ーーにいさん、気ぃつけてなぁ。ミタマが強かったりおおきかったりすると、引きつける力も強なる。にいさんはとくべつデカいし強いからよけい。ここにきて、本意かどうかべつとして、よかったんやないかなぁ。わりと安全やとおもうわ。そやけどなぁ、それでも今はお頭さんがいないしなぁ、なんやらまた、きてるかんじでなぁ。なんやろこれは・・・・・・

 男わらべは意識を集中し視ようとしていたようだったが、病中であり衝撃をうけ疲弊したこともあったようで、それを伝えるだけで精いっぱいであったようす。わかった、気をつけるからね。リウはその際はまだ朦朧としながらも、そう伝え返し、肯いてみせた。

 思いかえしてみても、よく意味がつかめないでいる。おおきいとか強いとか、そうなのだろうか。引きつける力、か。振りかえってみて、思いあたる節をリウ自身には見つけられずにいて、ただし、亡きものにされるところを救われ、ひろわれてここにいるというところには、当てはまるのかもしれぬと思う。危険はあるのかどうか、あるかもしれぬから気をつけておいた方がよいか。マイマイの触覚に雨粒があたり、縮むも、また伸びあがる。そろそろ切り上げようかとしたとき、バシャバシャと水を蹴たてる音を聞く。

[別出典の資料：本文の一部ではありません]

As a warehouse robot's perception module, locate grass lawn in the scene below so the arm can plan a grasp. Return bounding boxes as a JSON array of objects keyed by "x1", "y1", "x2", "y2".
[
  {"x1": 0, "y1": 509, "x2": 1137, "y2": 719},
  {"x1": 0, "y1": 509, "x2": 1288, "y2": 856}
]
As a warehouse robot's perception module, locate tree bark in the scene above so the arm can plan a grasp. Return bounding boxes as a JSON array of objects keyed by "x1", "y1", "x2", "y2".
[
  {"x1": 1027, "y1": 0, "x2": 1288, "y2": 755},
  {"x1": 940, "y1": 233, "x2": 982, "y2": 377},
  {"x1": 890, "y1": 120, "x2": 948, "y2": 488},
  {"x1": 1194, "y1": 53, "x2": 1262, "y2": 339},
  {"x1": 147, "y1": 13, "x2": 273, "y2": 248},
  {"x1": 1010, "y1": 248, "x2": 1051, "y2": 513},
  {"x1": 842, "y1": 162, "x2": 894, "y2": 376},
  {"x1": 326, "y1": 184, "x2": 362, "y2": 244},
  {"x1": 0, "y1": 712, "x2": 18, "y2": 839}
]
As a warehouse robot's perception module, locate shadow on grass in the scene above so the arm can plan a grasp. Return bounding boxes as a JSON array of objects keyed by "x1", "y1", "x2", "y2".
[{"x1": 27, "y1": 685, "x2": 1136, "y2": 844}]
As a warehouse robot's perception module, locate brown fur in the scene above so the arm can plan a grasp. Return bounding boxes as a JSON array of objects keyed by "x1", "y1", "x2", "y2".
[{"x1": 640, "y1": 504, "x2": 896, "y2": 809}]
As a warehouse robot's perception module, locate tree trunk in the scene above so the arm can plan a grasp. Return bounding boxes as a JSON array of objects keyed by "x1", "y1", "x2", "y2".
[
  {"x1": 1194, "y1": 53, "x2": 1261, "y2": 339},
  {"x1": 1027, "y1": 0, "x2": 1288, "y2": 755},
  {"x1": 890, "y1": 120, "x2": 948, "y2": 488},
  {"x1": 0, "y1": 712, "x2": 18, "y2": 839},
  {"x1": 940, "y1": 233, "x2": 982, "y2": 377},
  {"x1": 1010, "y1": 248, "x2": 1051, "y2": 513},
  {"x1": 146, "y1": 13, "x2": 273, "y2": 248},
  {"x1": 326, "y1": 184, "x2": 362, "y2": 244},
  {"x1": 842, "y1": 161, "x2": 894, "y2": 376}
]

 馳せ来るもの。男のわらべ。リョウヤだった。吾に用があるのか、または、用を足せることか分からないながら、リウは声をかける。油紙を被るでなく、濡れネズミになっていたこともあって。

「ああッ」

 驚いたような顔でリョウヤが立ちどまる。あたかも会うことを期待していなかった者にはしなくもぶち当たってしまったかの如く。期待していなかった、それはべつの見方をすれば、探していたということにもなりそうではあった。どうしたのか訊ねると、目を逸らしいささかのためらいがみえながら、

「きて」

 とつぶやくように言われる。理由がわからないが、髪も着物も濡れそぼりぺっとりはりつき脚が泥だらけのこんな状態で走り回っていたということはよほど切迫した事情があるのだろう。わけを訊く間も省いたほうがよさそうだと判断し、わかったと応える。リョウヤの面に、ほっとした色と、心なしか悔やむような唇をかむようなしぐさがあったものの、リウは気にとめない。急がないと、と煽られるような思いとともに、この子の母親になにかあったのだろうか。何かと騒ぎをおこしているようだから、何かあったのかもしれない。リウ自身、あの女人は苦手だったが、だからこそそういう気持を抑え、自分を咎めしたりしていて余裕に欠けていた。

 砦の出入口の戸の近くまできて、リウとリョウヤは歩を停めた。笠をかぶり蓑をまとった数人がいる。番人であるふたりは、地面に組みふせられている。全く見覚えのない輩。どういう類の者らであるのかわからぬものの、官吏の手であるとかカタギのものではないらしいことは見わけがつく。見た限り十人もいなさそうであり、数では圧倒できそうであり、わらべを遠くへやりたくもあり、リウはリョウヤに半鐘を鳴らし家屋の内にいるように言い、背をおす。役立てる働きはできないと自覚しているリウも離れようとしたとき、だッと三人がリウに向かって駆け出してくる。手には繩だとか雨のなかでもきらめく刃。

「早く、もっと早く逃げてッ」

 走り去るわらべの背に叫びかける。リウは三人を待ちかまえた。逃げきれないと観念した、というのもなくはなかったが、なかんずくリョウヤを逃がしたい思いがあって。すぐに人が集まるだろうから、それでなんとかなるだろうという算段もなくはなかった。さりながら、それまで自分の命が保てているかどうかまでは自信をもてずにいたのだったが。きっと大丈夫だ、と思いこもうとする。

 獲物を見据える冷えた目、目、目。へたり込みそうにすくみ、震える脚に必死に力をこめる。と、リウは片足をとられ下に叩きつけられる。繩が飛んできて、足を絡めとられる。